Она прошлась по залу, бережно касаясь пальцами или расправляя пожелтевшие, загнувшиеся концы страниц, висевших на стенах.
– И это действительно все твои снимки?
Я кивнул, но сразу же пояснил:
– Хотя, понимаешь, на каждый удачный снимок приходится от сотни до пятисот не очень удачных.
Пройдя весь зал до конца, она опустилась на скамью под окном в центре зала и снова осмотрела стены. Ее рана на ахилловом сухожилии зажила, и она сняла повязку.
– Такер, но ведь это феноменально! И, значит, ты сам побывал во всех этих местах?
Я опять кивнул, вспоминая свои поездки, а Кэти покачала головой и снова обвела взглядом снимки.
– Нет, их слишком много, не могу сразу определить свое отношение к каждому снимку. Мне нужно будет снова прийти сюда и как следует их рассмотреть.
Я встал и направился в нашу с Мэттом комнату.
– Как хочешь, но все эти снимки старые. О некоторых уже никто и не помнит. Ну а здесь мало что изменилось! – сказал я, указав на дверь спальни.

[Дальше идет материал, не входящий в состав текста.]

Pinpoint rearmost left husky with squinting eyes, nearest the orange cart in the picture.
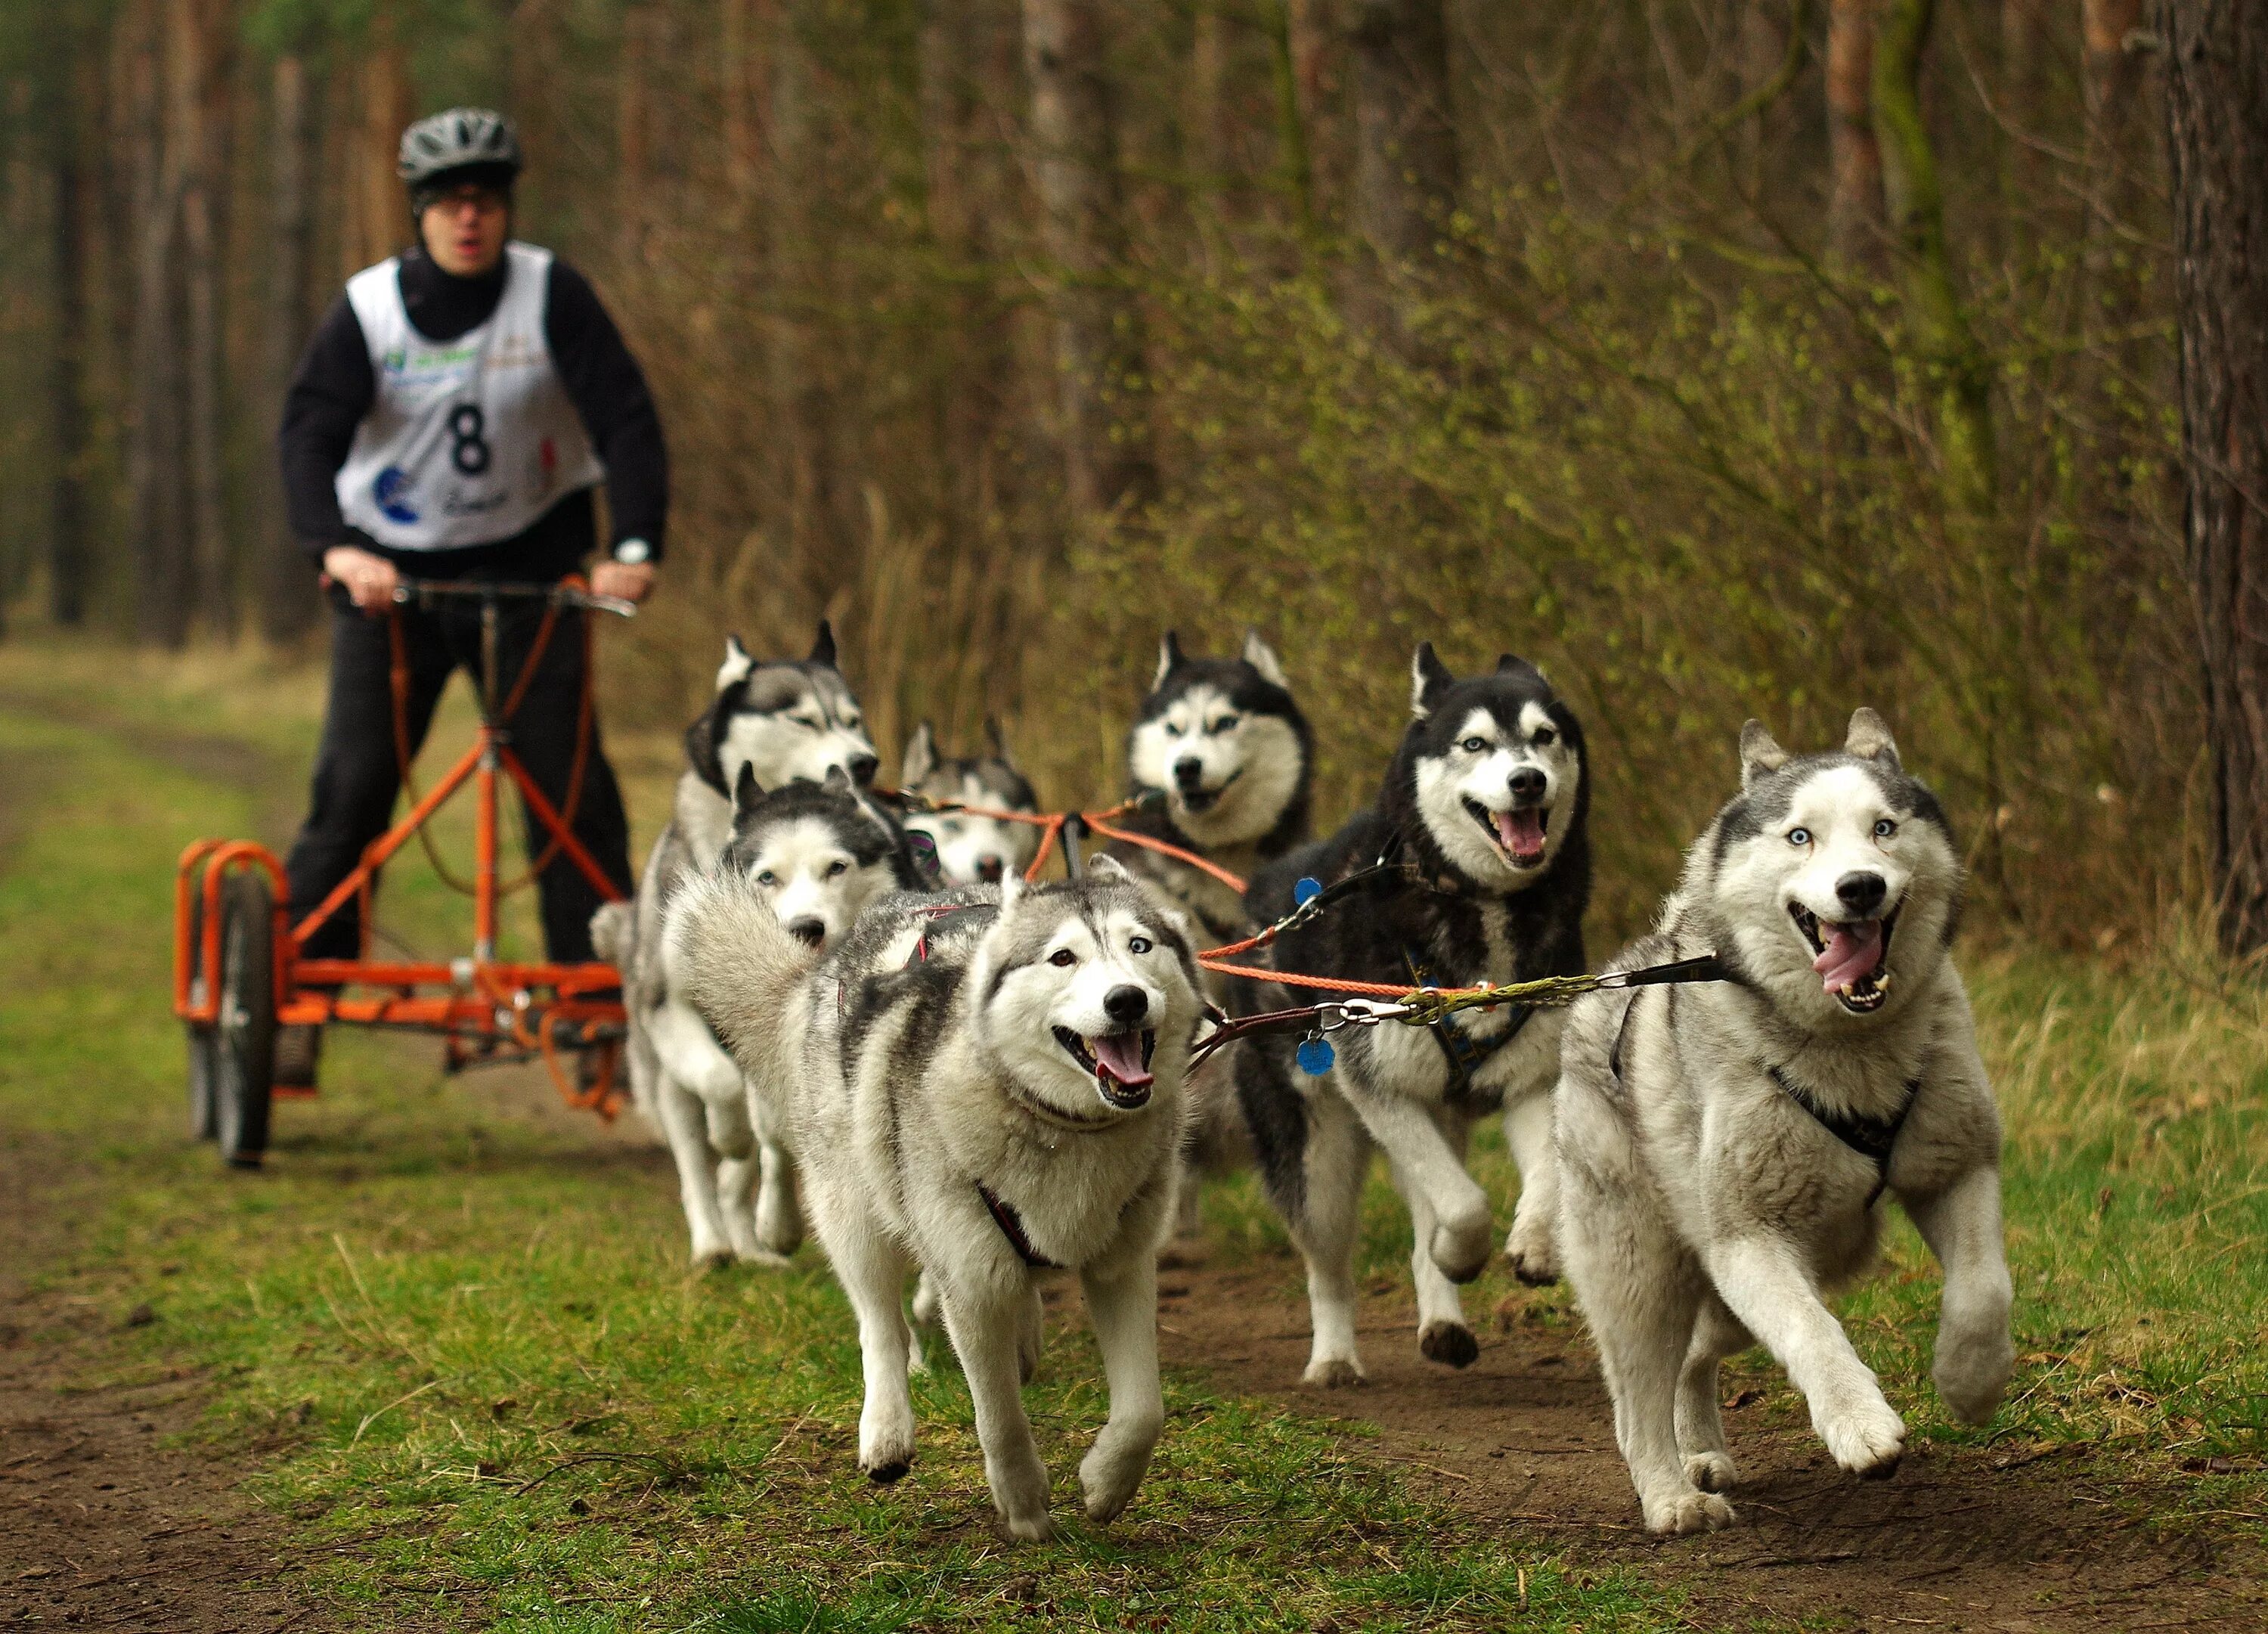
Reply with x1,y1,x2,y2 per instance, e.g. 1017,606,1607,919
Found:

Она вошла туда и пробежалась пальцами по металлическому ободку висячей койки. Он был пыльный и покрыт разнообразными метками: от зубов, карандашей, перочинного ножа. Вмятин тоже хватало, в основном это были следы от бейсбольных бит, ведь орудовать ими в других местах дома нам запрещалось.
Кэти заметила две выцветшие параллельные линии рядом с кроватью и коснулась их ладонью, а я вспомнил, как много времени она сама провела в этой комнате.

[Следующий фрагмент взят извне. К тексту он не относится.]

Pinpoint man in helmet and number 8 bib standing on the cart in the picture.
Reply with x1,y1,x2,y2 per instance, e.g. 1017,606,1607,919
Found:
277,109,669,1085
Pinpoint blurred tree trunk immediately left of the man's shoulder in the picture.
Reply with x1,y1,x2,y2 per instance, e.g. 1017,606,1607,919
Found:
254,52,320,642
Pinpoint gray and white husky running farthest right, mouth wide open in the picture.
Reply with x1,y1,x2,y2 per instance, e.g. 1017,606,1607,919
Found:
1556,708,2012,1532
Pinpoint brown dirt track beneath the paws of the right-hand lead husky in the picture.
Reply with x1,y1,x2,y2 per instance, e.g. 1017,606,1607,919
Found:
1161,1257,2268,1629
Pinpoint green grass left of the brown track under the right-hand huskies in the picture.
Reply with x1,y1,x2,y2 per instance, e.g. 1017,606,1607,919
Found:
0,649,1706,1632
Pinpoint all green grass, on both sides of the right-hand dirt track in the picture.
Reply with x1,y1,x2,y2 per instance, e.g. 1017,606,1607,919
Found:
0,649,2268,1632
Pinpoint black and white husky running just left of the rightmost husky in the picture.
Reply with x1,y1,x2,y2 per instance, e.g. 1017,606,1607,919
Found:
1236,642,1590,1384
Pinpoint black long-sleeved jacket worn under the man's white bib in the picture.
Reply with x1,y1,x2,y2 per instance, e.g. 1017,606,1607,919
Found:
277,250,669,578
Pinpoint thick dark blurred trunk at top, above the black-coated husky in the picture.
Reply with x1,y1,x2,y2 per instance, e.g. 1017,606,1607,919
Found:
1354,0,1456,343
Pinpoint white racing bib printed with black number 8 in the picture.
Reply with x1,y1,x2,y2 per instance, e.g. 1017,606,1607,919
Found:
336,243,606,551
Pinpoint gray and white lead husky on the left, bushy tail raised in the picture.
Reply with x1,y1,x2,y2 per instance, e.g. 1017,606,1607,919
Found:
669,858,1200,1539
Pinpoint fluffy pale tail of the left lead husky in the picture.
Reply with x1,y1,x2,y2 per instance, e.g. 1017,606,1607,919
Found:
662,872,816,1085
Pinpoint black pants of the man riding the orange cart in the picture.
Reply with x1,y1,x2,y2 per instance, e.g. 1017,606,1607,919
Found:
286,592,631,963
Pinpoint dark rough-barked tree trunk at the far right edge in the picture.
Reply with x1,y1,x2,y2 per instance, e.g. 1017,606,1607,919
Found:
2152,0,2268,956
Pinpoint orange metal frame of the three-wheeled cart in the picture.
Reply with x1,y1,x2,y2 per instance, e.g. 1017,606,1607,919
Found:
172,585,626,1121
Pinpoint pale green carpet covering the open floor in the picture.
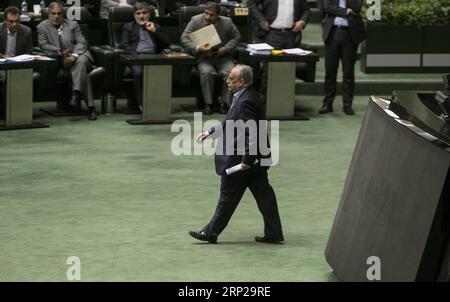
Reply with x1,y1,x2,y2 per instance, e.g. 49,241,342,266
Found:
0,96,368,281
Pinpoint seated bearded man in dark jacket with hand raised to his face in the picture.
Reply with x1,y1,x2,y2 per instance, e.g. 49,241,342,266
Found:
120,2,169,111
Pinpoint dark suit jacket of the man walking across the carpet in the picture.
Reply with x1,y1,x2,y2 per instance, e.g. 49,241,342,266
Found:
209,86,270,175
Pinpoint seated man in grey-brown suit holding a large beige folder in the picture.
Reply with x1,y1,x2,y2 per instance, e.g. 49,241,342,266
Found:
181,2,241,115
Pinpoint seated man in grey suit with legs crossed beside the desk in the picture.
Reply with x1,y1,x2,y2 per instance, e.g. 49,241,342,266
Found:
37,2,97,120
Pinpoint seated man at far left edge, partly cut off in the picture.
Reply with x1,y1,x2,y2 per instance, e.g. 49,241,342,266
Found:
0,6,33,119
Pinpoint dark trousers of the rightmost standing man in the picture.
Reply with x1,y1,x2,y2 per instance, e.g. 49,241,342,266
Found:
323,27,358,106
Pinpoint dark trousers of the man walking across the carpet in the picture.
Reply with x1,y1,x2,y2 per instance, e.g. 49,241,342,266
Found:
202,166,283,238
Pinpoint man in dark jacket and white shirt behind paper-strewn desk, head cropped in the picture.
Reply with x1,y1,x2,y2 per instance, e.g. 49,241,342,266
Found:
247,0,311,49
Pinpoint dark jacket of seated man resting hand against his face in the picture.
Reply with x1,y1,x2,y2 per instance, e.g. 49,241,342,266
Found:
120,21,170,53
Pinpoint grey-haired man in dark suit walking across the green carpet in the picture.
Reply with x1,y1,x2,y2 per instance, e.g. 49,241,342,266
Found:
189,65,284,243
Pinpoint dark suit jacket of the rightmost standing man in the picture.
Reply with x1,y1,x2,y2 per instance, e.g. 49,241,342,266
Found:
321,0,366,44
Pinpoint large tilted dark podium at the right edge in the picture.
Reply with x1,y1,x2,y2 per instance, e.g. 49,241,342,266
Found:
325,91,450,281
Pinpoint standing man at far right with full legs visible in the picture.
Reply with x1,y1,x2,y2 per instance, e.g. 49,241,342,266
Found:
319,0,366,115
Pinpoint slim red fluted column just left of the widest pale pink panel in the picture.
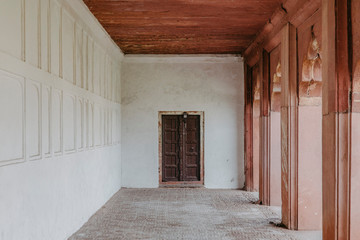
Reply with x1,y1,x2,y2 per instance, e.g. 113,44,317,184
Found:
281,23,298,229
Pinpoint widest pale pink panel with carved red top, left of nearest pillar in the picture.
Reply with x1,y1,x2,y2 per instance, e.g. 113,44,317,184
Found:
297,11,322,230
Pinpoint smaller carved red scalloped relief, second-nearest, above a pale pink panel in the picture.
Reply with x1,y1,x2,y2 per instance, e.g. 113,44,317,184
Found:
270,45,281,112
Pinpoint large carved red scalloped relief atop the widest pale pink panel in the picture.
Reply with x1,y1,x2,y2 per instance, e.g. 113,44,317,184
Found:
298,12,322,105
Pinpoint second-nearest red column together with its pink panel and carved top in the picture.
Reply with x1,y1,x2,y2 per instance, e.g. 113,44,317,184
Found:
260,45,281,206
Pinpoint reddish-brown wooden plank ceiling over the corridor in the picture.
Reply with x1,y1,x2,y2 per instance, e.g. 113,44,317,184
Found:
84,0,283,54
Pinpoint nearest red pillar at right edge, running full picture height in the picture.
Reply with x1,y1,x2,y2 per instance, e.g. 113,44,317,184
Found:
322,0,360,237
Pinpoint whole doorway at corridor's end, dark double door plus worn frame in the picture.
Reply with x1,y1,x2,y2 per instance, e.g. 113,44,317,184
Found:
159,112,203,185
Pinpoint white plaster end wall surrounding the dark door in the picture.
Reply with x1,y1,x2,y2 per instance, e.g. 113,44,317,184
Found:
121,55,245,188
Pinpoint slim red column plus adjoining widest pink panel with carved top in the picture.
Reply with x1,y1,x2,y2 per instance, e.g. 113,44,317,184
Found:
281,12,322,230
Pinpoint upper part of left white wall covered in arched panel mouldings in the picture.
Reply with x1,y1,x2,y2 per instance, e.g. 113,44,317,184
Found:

Кэти снова обвела взглядом спальню, подошла к окну, посмотрела на пастбище, а вид отсюда совсем не изменился. Прошлое вдруг ожило, как по волшебству.
– Рекс разместил нас здесь потому, что знал – выйти отсюда практически невозможно, если дверь заперта, а вылезти в окно – опасно, потому что слишком высоко, двадцать метров до земли…
– И он действительно запирал вас здесь?
– Да.
– И чем же вы занимались?
– Дышали воздухом, – ответил я, немного подумав. – И, вероятно, овладевали общим для всех космическим пространством.
Мы вышли в коридор и молча миновали дверь в комнату Рекса.
– А ты вообще когда-нибудь заходил к нему?
– Нет.
Но она вошла в его комнату легко и свободно, словно ее туда пригласили, а я остался в коридоре, прислонившись к дверному косяку. Я не входил туда со времени нашей драки, когда я чуть его не задушил, и не испытывал ни малейшего желания заходить в это помещение. Кэти подошла к постели, покрытой пылью, и оглядела комнату, а я очень внимательно осматривал пятна крови, которые еще можно было разглядеть на полу. Наверное, если бы я вгляделся еще тщательнее, то где-нибудь обнаружил и осколки зубов мисс Эллы. А если бы закрыл глаза, то уж конечно увидел бы, как Рекс заносит кулак над ее головой…
– Это она подарила его тебе? – спросила Кэти, указывая на тонкое обручальное кольцо диаметром в однодолларовую монету, которое я теперь носил на серебряной цепочке. Очевидно, когда я встал, чтобы поправить портрет на стене, Кэти заметила цепочку.
Мне стало проще общаться с Кэти. Почти так же просто, как прежде, это и нравилось мне, и пугало меня.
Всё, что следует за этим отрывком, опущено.